Tuesday, February 10, 2009

Should the US be facing war crimes investigation?





Some lawyers, very low down the chain, have been left vulnerable to prosecution for war crimes. One of them talks here about how she feels about the position the Bush regime have left her in.

To counter this, David Rivkin appears arguing that Bush was essentially right, as he also argued in this article in the WSJ:

What Mr. Obama's national security team will quickly discover is that the civilian criminal-justice system is an inadequate tool to deal with terrorists. President Bush's policies -- particularly treating captured terrorists as unlawful enemy combatants and employing a military court system to try them -- were dictated by the very real need to defend American citizens, not by disdain for the rule of law.
It is simply ludicrous to argue that a legal system which can deal with serial killers and murderers is somehow "inadequate" when it comes to dealing with terrorists.

Indeed, by his own admission, one of the reasons why Rivkin finds the civilian criminal justice system "inadequate" is because it denies the government what he defines as "maximum flexibility".

"Maximum flexibility" is another way of saying that no rules apply and that the gloves are off. It is a recipe for war crimes.

Rivken also appears to be arguing that there is no link whatsoever between big decisions like the one to suspend the application of the Geneva Conventions to al Qaeda detainees and the abuse which followed, which he continues to maintain were committed by "bad apples". Thankfully, his view is becoming - increasingly - an isolated one.

There are very few people who do not now believe that torture was official US policy.
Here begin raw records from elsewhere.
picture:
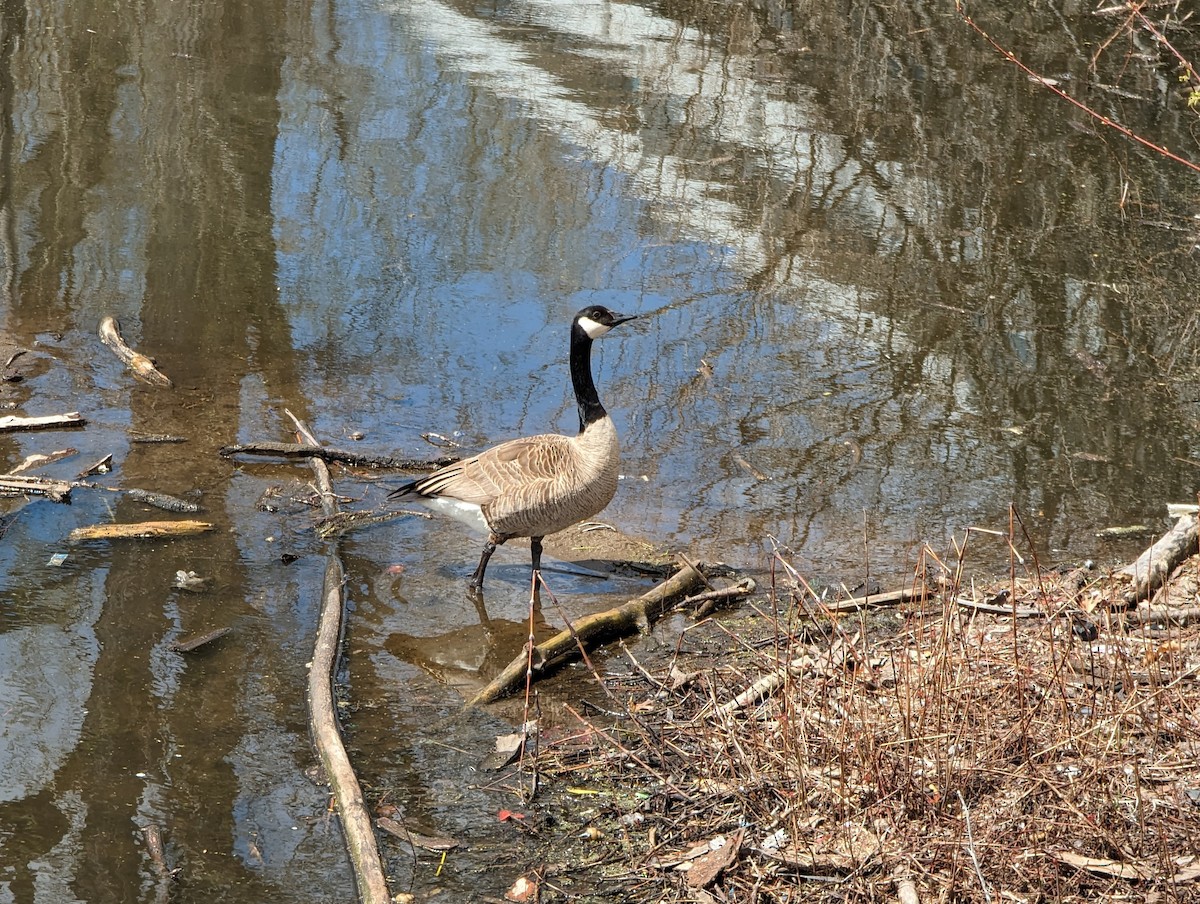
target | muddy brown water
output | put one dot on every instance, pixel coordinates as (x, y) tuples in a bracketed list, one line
[(888, 288)]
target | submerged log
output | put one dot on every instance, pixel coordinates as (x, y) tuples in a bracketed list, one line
[(352, 808), (139, 531), (1155, 566), (342, 456), (634, 616), (142, 366), (30, 485), (47, 421)]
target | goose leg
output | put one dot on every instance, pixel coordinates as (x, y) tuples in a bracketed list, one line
[(477, 580)]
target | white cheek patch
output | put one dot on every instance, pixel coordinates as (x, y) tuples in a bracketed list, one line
[(593, 328)]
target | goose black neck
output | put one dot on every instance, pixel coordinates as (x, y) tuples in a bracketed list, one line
[(591, 411)]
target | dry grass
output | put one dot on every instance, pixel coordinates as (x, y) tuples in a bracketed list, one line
[(946, 754)]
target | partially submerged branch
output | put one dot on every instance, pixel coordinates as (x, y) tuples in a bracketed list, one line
[(360, 839), (139, 531), (47, 421), (142, 366), (1153, 566), (634, 616)]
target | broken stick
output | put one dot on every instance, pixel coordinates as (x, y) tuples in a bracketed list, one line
[(342, 456), (627, 618), (352, 808), (139, 531), (142, 366)]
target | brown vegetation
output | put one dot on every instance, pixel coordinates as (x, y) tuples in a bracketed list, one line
[(929, 753)]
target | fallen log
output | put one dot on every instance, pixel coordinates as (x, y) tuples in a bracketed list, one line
[(1153, 566), (360, 840), (139, 531), (10, 423), (634, 616), (342, 456), (142, 366), (40, 461)]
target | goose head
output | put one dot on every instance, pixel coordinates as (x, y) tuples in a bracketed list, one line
[(597, 319)]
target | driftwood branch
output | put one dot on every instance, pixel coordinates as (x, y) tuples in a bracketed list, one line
[(628, 618), (139, 531), (1153, 566), (141, 365), (355, 460), (352, 808), (49, 421)]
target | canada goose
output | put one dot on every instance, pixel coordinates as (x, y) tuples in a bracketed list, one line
[(535, 485)]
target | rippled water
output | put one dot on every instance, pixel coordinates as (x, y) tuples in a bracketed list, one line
[(888, 287)]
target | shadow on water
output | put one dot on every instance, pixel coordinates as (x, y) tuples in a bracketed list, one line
[(868, 324)]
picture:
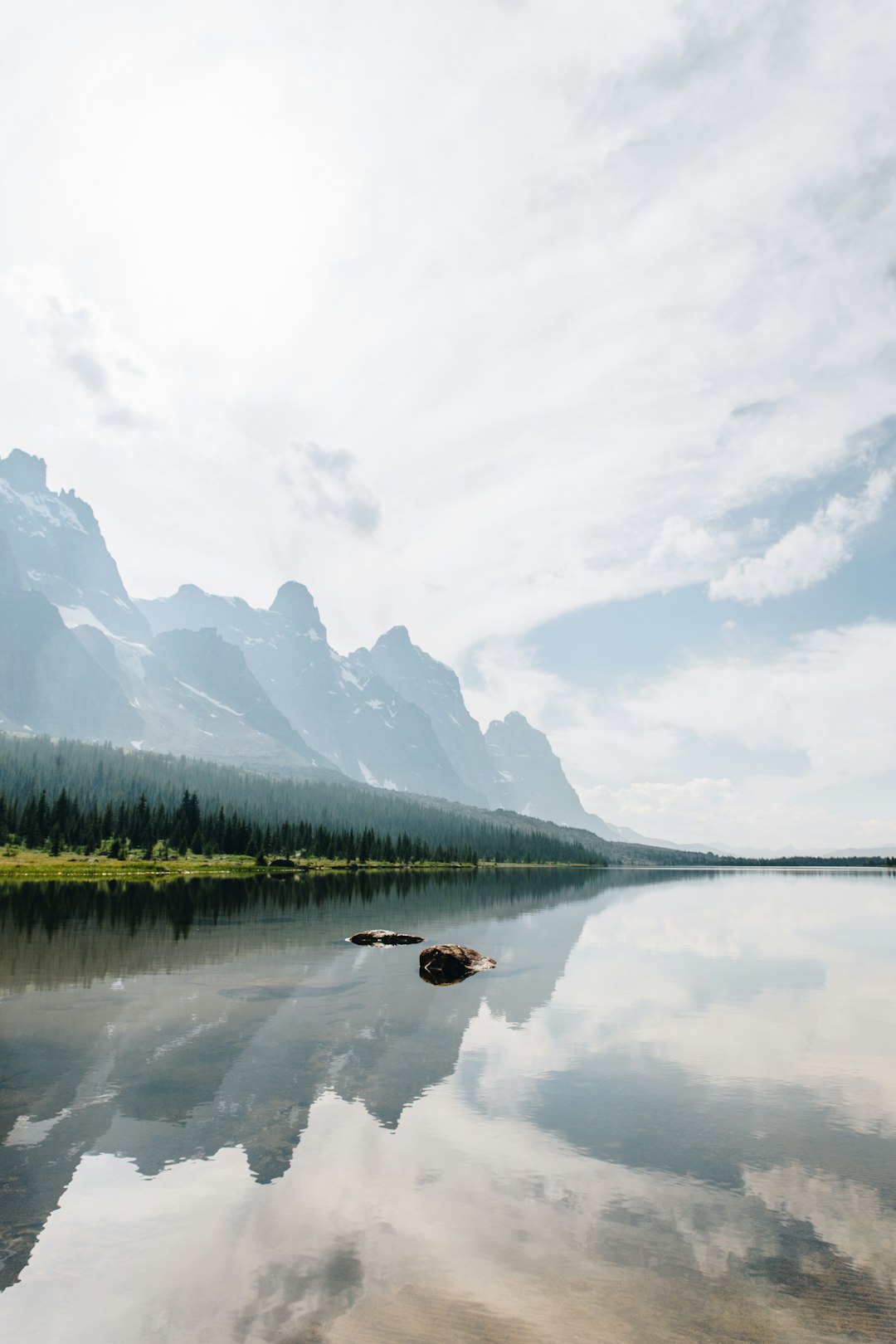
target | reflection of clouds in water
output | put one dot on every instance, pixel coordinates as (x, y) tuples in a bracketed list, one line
[(472, 1205), (843, 1213), (202, 1253), (833, 1038)]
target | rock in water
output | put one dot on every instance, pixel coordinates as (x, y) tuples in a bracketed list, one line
[(448, 962), (383, 938)]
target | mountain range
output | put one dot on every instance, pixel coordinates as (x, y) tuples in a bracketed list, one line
[(212, 678)]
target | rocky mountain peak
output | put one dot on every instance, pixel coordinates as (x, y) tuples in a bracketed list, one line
[(23, 470), (296, 604), (395, 639)]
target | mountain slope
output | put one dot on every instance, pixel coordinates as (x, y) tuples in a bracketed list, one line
[(60, 552), (436, 689), (343, 710)]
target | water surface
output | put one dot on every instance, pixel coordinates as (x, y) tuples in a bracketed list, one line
[(670, 1114)]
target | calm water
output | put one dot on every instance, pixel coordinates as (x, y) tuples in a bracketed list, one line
[(670, 1114)]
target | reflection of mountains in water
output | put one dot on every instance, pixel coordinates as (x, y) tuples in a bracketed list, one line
[(56, 934), (199, 1014), (258, 1008)]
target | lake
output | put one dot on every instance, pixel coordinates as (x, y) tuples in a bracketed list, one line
[(668, 1114)]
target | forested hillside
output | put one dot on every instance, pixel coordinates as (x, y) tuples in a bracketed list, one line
[(74, 795)]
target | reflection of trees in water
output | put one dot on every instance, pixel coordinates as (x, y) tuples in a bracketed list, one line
[(56, 933), (182, 902)]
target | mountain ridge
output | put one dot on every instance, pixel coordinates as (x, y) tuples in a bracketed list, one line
[(227, 682)]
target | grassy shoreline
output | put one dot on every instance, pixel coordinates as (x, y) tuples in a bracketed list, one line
[(38, 866)]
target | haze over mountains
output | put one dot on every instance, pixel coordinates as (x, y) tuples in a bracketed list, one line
[(210, 676)]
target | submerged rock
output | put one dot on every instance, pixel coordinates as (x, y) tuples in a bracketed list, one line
[(449, 962), (383, 938)]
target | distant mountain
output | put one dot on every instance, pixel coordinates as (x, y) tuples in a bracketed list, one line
[(210, 676), (60, 552), (436, 689), (343, 709)]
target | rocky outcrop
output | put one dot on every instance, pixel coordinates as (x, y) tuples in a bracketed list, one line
[(449, 962), (383, 938)]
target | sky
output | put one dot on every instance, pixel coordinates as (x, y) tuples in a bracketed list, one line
[(559, 331)]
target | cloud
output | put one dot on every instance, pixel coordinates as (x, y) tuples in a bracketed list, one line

The real question now is what the Obama administration are prepared to do to investigate whether or not war crimes have taken place.

If Obama is not prepared to this, then the international community has an obligation to investigate any war crimes which the US is ignoring. Somewhere, however far down the line, the international community are going to have to acknowledge that what was done here was illegal and that it must not be allowed to stand unchallenged.

3 comments:

Anonymous said...

Kel,

Keep up the heat. It appears that the international media and blogosphere must continue this dicussion while the US is distracted by the economic stimulis bill presently in Congress. There cannot be two sets of laws in a democracy - one for those in power, and those for everyone else.

daveawayfromhome said...

What Republicans seem to fail to grasp is that democracy, and the rule of law, and freedom, and all those ideals that they seem to espouse can be dangerous. Sometimes, because a nation follows rules rather than the whims of a single person or group in charge, sometimes the bad guy gets away, or does something horrible. This is the price we pay for assuring that the wrongly accused dont simply get railroaded because the Authority takes a dislike to them.
The GOP doesnt seem to get that, whether because they dont truly believe in democracy, or because they are cowards, or fascists or what, I dont know.
The idea that the price of freedom is eternal vigilance refers to having unaccountable thugs with guns on hand to "enforce" said democracy is absurd, though.

Here's a good parallel for a country without the rule of law that I think most people can identify with: A nation without the rule of law will be run just like most people's jobs, i.e., the boss will do what he likes, and "if you dont like it, I'm sure there are plenty of people who'd love to have your job".

Kel said...

Democracy, and the rule of law, and freedom, and all those ideals that they seem to espouse can be dangerous.

They are especially dangerous to the last administration, but that's because they never truly believed in them.

Bush's first election - and they way they fought to stop the vote count - proved that they never really believed in democracy.

Their behaviour in Guanatanamo Bay and Abu Ghraib proved that they never respected the rule of law, especially international law.

They never believed in the ideals they espoused, they only espoused them in the hope of creating catchphrases which would silence dissent.

In the end the Bush regime believed in their own power and nothing else. And what disaster that led to.

I want to see them prosecuted. And this isn't about progressive versus conservative, this is about the rule of law. They committed war crimes and we need to put down a marker for future generations that what they did was wrong.